Off to Be The Wizard with Mark Jacoby of WICKED, Broadway’s Upside-Down Journey Back to Oz

Posted on: Sep 14th, 2011 By:

Mark Jacoby as the Wizard in WICKED. Photo © Joan Marcus.

From the original L. Frank Baum novel to the 1939 musical movie version of THE WIZARD OF OZ, the tale of Dorothy Gale, her dog Toto and three misfits who deemed themselves incomplete without a physical brain, heart and courage could easily be called the quintessential American fantasy epic. Like Middle Earth is England in simpler, more magical times, Oz is an expression of Retro-Americana Midwestern know-how and whimsy. And that spunky little girl from Kansas, like her prairie counterpart Laura Ingalls Wilder, is an uniquely all-American heroine.

That is, until Gregory Maguire turned that heroine’s journey on its head, gave the Wicked Witch of the West a name, Elphaba, and had the chutzpah to suggest that things went down considerably differently and were rewritten by a government-run, propagandist media, as it were. (Shades of contemporary media politics? Well, the original Oz may have had some circa 1990 political satire between its pages, too.) The Broadway version of Maguire’s novel WICKED is more a twist on the familiar movie than the book, and whether or not you approve of tampering with a classic, the imaginative sets and costumes look even more magical on the Fabulous Fox Theatre stage, where it opens today and will be playing through Oct. 9 as part of the Broadway Across America series.

WICKED focuses on who’s the real good witch and who’s the real bad witch. But actor Mark Jacoby, a Georgia State University alumnus, got to tackle the conundrum of an all-American carnie man who landed in Oz accidentally and found himself, thanks to his seemingly magical balloon-borne arrival, declared Wizard and ruler of the capitol Emerald City. Jacoby is no stranger to playing sympathetic villains, having donned the mask of the PHANTOM OF THE OPERA for three years on Broadway. He’s also stepped into the shoes of many of American musical theater’s most iconic characters including SHOWBOAT’s Gaylord Ravenal (Tony Award nomination for Harold Prince revival), FIDDLER ON THE ROOF’s Tevye (Barrymore Award) and Father in the original Broadway run of RAGTIME. ATLRetro caught up with Mark recently to find out how he approached America’s most famous humbug in this villain-friendly version of Oz.

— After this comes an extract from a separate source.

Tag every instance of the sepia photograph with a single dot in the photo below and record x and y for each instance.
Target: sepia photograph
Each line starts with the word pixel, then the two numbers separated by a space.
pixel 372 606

How is the character of the Wizard different in WICKED than in the 1939 movie WIZARD OF OZ and even the book? Do you think it is different? One of the intriguing things about this piece is how it’s been overlaid on the story we’re all so familiar with, mostly from the movie WIZARD OF OZ. They are the same people theoretically in context. You’re just looking at them from a different angle. I suppose an actor doesn’t have to take that literally. He can do what he wants. But I tend to think and the powers that be also do, that I should approach him as the same character we encountered in THE WIZARD OF OZ.  You just find out different things, and different things are emphasized. He’s flushed out a bit more. There’s more explanation as to how he got there, why he’s there, and what makes him tick.

The Wizard's dramatic counterfeit persona from the original Broadway company of WICKED. Photo © Joan Marcus.

I think the Wizard of Oz was someone who was in the right place at at the right time or the wrong place at the wrong time, whichever way you look at it. He’s regarded by the people of Oz as somewhat supernatural. As he says, I never asked for this, I was just blown here by the wings of chance. One could take that literally or is he telling a story? I choose to think he is talking literally. He has wound up in this situation, but he wasn’t malevolent. He wasn’t planning to become a tyrant or anyone overbearing with the population, but now he’s stuck with it. I’m not saying he’s a perfect man. He got hooked with all the adulation and all the power and all he has to do to maintain it.